Ветер к полудню зашёл с норда и засвежел. По бассейну пошла мелкая злая рябь, баржу у борта начало поддёргивать на швартовых, и я с мостика видел, как нос её тяжело клюёт против троса. Швартов — заводила его с баржи портовая команда, пока Лобов ставил людей у сходни — был положен по-портовому небрежно: верхний шлаг внатяг, нижний слабиной, и работал он рывком, всем весом баржи на одну снасть. Я смотрел на этот трос секунды, наверное, три.

В той жизни за такой швартов я снимал с вахты. В этой — пока ещё присматривался к слову «снимал».

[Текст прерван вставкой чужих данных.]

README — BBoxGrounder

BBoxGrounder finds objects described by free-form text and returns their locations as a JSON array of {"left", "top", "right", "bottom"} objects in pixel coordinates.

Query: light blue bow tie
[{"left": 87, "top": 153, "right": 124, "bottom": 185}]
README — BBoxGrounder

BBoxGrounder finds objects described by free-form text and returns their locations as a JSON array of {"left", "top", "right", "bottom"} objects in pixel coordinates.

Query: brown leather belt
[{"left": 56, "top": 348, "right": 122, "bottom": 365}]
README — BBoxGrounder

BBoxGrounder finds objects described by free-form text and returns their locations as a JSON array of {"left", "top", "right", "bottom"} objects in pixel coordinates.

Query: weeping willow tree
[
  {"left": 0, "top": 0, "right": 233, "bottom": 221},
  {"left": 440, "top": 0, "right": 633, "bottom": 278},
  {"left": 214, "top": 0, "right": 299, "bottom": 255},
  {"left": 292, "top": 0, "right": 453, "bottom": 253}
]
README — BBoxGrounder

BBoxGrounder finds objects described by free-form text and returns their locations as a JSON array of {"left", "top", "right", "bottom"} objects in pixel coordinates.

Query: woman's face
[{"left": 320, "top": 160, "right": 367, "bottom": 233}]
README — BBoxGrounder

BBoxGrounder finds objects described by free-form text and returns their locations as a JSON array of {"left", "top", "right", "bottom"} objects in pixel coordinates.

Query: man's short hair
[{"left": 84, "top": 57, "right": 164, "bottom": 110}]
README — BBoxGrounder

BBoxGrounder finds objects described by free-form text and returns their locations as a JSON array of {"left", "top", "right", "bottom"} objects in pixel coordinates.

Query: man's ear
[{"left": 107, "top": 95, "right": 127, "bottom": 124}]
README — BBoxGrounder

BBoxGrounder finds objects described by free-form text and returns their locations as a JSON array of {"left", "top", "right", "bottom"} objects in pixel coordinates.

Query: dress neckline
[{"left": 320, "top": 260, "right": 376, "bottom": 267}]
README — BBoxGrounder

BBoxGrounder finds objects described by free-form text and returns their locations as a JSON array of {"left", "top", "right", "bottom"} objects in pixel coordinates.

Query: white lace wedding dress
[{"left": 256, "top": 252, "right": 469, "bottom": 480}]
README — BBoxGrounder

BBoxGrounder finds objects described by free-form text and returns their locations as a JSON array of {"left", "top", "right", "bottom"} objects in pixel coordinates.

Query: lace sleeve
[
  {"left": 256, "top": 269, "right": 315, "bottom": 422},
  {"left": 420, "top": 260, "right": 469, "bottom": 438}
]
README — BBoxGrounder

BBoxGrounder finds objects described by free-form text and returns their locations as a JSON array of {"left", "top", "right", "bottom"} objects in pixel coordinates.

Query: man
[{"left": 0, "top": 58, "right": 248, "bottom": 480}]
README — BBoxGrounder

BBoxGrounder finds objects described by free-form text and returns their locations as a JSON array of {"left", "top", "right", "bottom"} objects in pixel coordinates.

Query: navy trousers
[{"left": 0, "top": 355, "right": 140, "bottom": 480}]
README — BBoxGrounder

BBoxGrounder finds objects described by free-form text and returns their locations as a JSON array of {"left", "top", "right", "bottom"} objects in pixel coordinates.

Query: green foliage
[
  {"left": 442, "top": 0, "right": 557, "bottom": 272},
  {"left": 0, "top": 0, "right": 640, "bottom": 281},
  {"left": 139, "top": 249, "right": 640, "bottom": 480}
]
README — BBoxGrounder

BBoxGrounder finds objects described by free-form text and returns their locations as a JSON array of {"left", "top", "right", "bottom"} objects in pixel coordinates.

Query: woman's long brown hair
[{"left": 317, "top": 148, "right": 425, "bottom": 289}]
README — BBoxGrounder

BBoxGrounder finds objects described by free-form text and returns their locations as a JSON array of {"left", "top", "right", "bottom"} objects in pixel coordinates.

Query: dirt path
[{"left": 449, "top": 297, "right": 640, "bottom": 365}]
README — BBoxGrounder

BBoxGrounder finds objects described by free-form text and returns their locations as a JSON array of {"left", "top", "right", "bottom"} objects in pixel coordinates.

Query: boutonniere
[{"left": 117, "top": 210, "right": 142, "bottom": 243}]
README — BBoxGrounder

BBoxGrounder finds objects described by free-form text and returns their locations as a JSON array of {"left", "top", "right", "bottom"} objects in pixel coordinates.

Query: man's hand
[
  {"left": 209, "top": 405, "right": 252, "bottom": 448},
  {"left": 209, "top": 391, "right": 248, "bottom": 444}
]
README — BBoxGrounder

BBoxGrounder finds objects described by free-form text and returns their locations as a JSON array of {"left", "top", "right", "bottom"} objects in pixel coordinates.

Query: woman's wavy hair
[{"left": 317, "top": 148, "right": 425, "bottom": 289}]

— Рассыльный! Боцмана ко мне.

* * *

Не успели.

Лобов ещё поднимался на мостик, когда порыв — плотный, с зарядом мокрого снега — навалился на бассейн и положил рябь набок. Баржу мотнуло. Трос выбрало втугую, она секунду висела на нём, оседая кормой, потом он лопнул — щелчок пошёл по воде, как ружейный выстрел, — и корму баржи повело от борта прочь, разворачивая её поперёк, а сходню, перекинутую с борта на баржу, потащило вместе с настилом.

На сходне был человек.

Грузчик-китаец с корзиной на плече сделал то, что делают все люди на уезжающей из-под ног доске: бросил корзину, замахал руками и шагнул не туда. Доска вывернулась. Он ударился о баржевой борт грудью, скрёб по обшивке рукавицами и пошёл вниз, в чёрный клин воды между баржей и бортом корабля. Клин закрывался: баржу, развернув, теперь вело обратно, на нас, всей её гружёной тушей.